Spoon is now something that Annie and I spend most of our time planning for, working on and strategising about. It is a legitimate business with lots of customers and suppliers as well as partners and investors. It was not always that way though.
For a long time Spoon was just a concept that existed in Annie’s head – a dream of a better breakfast. She had to fit her thoughts about making breakfast better in and around her day-to-day money-earning work in advertising. When I joined her, initially as a business mentor, it was the same for me. Spoon was a side project, a passion project, and one that we did for the love of what we were creating. It was something that was our own and something that was going to do better things than were already being done. It was not for the money (there was no salary until early in 2017). It was not for the joy of the 4am market starts driving rented vans across London and it was certainly not for the bureaucratic hassles of running a food manufacturing kitchen. These were things we did because we knew that something good was going to come of it. We cared about it and we were going to enjoy the ride, whatever that might entail.
We planned for the first launch of Spoon, back in summer 2013, cooking up recipes from old cookbooks, mixing grains that we had barely heard of and taking all sorts of granola and muesli-making advice from anyone that would give it. Much time was spent in the kitchen staring into ovens, mixing and baking with our hair and clothes smelling of sweet granola for hours afterwards. This was all done in our spare time. When we weren't in the kitchen or at a market, we were doing other things, things that we needed to do to earn money and not necessarily things that we wanted to do. What we wanted to do was to get Spoon up-and-running. It was not until about nine months later that we realised our side-project could become what we had hoped it would – a real, growing business of our own that makes breakfast better for people.
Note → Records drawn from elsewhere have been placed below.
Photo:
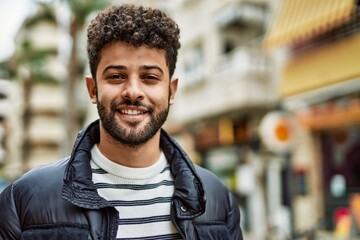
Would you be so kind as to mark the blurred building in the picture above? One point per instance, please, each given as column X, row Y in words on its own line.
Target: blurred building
column 320, row 86
column 10, row 133
column 225, row 88
column 38, row 72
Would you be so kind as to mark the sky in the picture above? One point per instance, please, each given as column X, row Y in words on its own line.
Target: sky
column 12, row 14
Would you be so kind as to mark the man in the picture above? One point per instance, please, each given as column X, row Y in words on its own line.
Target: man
column 126, row 177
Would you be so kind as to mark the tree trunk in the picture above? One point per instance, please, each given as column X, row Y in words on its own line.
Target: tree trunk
column 26, row 148
column 72, row 121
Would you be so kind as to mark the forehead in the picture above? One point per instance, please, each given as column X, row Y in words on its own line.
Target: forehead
column 120, row 53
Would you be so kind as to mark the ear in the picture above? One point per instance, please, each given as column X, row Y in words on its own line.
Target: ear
column 173, row 89
column 91, row 87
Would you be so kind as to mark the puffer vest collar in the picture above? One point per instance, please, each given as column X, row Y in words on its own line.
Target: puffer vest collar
column 78, row 188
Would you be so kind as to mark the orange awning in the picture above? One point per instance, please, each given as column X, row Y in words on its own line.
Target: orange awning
column 298, row 20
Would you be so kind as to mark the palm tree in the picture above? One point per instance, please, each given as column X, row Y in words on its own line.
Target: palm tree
column 29, row 65
column 80, row 10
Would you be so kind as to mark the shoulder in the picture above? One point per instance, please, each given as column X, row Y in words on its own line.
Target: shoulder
column 213, row 185
column 41, row 180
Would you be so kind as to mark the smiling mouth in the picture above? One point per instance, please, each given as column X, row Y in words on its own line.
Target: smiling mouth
column 132, row 112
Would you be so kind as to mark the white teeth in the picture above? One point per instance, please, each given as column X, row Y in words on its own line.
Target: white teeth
column 131, row 112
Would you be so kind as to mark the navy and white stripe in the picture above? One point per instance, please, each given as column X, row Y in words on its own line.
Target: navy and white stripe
column 141, row 195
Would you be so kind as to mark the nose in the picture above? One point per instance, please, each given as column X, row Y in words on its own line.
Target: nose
column 133, row 90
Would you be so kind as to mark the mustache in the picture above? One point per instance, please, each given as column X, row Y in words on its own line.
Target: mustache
column 116, row 104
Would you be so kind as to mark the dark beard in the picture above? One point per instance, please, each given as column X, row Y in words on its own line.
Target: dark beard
column 131, row 137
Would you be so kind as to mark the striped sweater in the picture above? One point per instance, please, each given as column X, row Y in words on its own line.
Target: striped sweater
column 142, row 196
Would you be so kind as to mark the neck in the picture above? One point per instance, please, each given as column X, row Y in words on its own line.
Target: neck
column 130, row 156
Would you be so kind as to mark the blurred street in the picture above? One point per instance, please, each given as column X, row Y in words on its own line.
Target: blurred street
column 268, row 100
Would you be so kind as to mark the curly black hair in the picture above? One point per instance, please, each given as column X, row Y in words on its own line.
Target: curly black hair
column 136, row 26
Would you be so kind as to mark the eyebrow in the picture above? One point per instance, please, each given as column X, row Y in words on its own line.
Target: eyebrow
column 144, row 67
column 149, row 67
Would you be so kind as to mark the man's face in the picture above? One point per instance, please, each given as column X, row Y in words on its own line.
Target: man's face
column 133, row 92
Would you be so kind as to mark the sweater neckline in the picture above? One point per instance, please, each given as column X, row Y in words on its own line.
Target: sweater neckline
column 127, row 172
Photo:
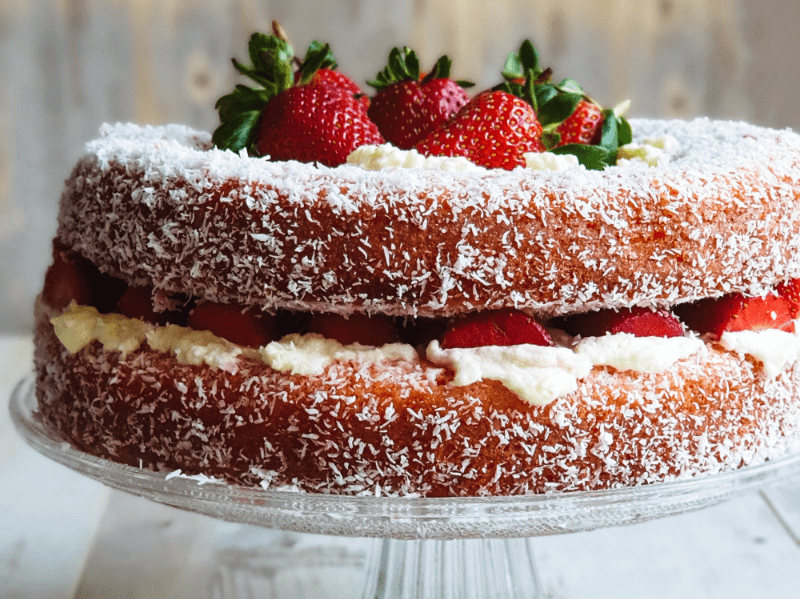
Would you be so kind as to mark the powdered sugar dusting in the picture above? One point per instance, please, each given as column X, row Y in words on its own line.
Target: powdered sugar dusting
column 158, row 206
column 403, row 428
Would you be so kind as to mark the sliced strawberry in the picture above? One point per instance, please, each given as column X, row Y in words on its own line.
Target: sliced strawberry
column 408, row 105
column 495, row 327
column 67, row 280
column 237, row 324
column 641, row 322
column 735, row 312
column 494, row 129
column 582, row 126
column 373, row 330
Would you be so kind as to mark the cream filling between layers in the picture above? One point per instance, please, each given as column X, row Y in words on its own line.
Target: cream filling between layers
column 538, row 375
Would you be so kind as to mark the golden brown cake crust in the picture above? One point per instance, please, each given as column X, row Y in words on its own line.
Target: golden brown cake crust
column 158, row 207
column 403, row 429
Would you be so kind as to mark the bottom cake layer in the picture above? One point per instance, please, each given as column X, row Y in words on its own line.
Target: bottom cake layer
column 402, row 428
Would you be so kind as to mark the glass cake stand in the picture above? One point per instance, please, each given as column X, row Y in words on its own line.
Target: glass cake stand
column 423, row 547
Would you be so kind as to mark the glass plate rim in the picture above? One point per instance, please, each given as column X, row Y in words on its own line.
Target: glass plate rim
column 395, row 517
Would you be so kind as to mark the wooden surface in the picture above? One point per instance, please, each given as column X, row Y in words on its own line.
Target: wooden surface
column 67, row 66
column 63, row 536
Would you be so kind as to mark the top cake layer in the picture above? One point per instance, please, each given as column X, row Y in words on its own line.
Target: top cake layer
column 159, row 206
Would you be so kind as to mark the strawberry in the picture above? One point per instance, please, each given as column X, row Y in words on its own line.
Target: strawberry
column 571, row 122
column 582, row 126
column 373, row 330
column 421, row 331
column 495, row 327
column 67, row 280
column 305, row 122
column 641, row 322
column 314, row 124
column 790, row 291
column 237, row 324
column 318, row 68
column 494, row 129
column 735, row 312
column 408, row 105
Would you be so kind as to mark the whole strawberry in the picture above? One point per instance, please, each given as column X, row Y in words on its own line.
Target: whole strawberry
column 408, row 106
column 572, row 122
column 319, row 68
column 582, row 126
column 494, row 129
column 291, row 121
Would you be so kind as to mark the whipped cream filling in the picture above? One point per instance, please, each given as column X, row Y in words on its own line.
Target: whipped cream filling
column 651, row 152
column 775, row 349
column 538, row 375
column 310, row 354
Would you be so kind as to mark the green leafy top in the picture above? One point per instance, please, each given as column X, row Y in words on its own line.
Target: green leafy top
column 272, row 60
column 404, row 66
column 555, row 102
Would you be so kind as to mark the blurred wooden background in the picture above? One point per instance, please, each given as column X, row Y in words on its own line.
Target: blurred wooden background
column 67, row 66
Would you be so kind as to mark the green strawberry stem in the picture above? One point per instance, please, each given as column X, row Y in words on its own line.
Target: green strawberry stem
column 556, row 102
column 404, row 66
column 272, row 59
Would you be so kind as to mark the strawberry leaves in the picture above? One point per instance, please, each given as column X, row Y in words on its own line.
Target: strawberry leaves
column 556, row 103
column 616, row 132
column 239, row 111
column 404, row 66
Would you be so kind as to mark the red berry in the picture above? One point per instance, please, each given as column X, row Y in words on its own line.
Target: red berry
column 582, row 126
column 314, row 123
column 494, row 129
column 407, row 111
column 67, row 280
column 735, row 312
column 790, row 291
column 338, row 81
column 243, row 326
column 641, row 322
column 495, row 327
column 373, row 330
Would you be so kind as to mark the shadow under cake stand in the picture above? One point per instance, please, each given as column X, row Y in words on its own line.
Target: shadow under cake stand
column 420, row 547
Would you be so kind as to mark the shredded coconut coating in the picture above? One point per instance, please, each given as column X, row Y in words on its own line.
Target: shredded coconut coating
column 158, row 206
column 401, row 427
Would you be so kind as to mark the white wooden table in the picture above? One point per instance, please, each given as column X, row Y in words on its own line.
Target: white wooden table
column 65, row 536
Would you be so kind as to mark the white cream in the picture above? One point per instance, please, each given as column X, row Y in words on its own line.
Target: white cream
column 78, row 326
column 375, row 158
column 624, row 351
column 311, row 354
column 537, row 374
column 652, row 152
column 547, row 161
column 773, row 348
column 541, row 374
column 196, row 347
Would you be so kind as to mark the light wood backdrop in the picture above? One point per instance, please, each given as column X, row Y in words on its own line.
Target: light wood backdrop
column 67, row 66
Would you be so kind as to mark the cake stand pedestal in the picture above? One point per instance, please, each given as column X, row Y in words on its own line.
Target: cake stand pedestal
column 412, row 547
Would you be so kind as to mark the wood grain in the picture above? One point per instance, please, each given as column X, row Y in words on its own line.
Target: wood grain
column 67, row 66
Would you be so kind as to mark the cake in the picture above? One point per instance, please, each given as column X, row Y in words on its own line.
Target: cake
column 513, row 330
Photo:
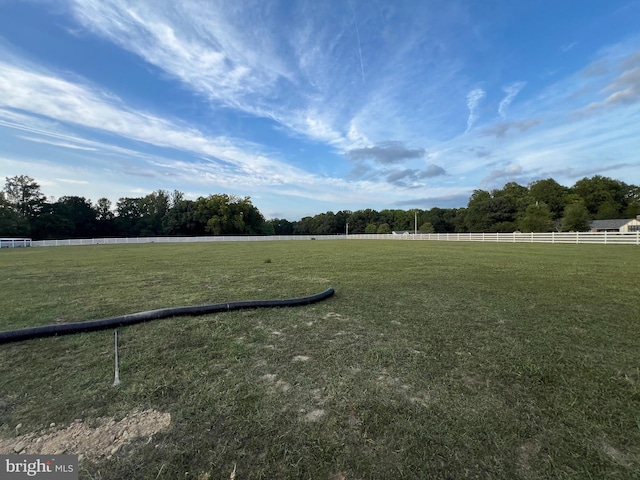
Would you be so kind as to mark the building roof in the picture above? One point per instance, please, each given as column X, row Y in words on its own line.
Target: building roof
column 610, row 224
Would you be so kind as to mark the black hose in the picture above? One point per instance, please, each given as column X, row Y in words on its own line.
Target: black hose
column 91, row 325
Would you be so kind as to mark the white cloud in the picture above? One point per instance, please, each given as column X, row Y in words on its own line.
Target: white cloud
column 473, row 100
column 511, row 91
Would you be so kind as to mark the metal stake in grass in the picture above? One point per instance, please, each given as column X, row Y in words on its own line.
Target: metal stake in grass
column 116, row 380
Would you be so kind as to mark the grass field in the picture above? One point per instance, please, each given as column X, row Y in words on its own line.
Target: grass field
column 433, row 359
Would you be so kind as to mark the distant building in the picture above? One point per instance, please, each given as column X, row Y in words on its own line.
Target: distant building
column 623, row 225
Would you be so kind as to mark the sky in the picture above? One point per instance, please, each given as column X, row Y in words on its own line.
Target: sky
column 319, row 105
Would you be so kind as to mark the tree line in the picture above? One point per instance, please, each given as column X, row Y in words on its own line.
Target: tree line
column 542, row 206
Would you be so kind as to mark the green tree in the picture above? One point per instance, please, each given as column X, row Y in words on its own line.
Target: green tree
column 24, row 193
column 550, row 193
column 182, row 219
column 478, row 212
column 576, row 218
column 426, row 227
column 603, row 192
column 537, row 218
column 371, row 228
column 384, row 228
column 281, row 226
column 12, row 224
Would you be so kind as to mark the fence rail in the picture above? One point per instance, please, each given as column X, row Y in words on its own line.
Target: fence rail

It was not until I attended the Do Lectures in summer 2015 in Cardigan in the far west of Wales that I first heard the term 'side project' (I had thought of Spoon as a hobby and a fun outlet from ‘real life’). At the Do I met a host of other people who were running side projects. Indeed the Do Lectures itself was a side project of the founders. These various side projects had taken over and become something much more in people’s lives and all because people cared. People had passion and they believed in what they were doing. Their side project had become ‘real life’.
Starting Spoon and attending the Do Lectures have both had very big impacts on my life. Both have taught me to take risks, to follow the path that you feel is the right one for you and to create your own future the way that you see it. Keep reading, keep exploring and always take opportunities to learn. So whatever it is that you are doing on the side, keep doing it. You never know where it may take you.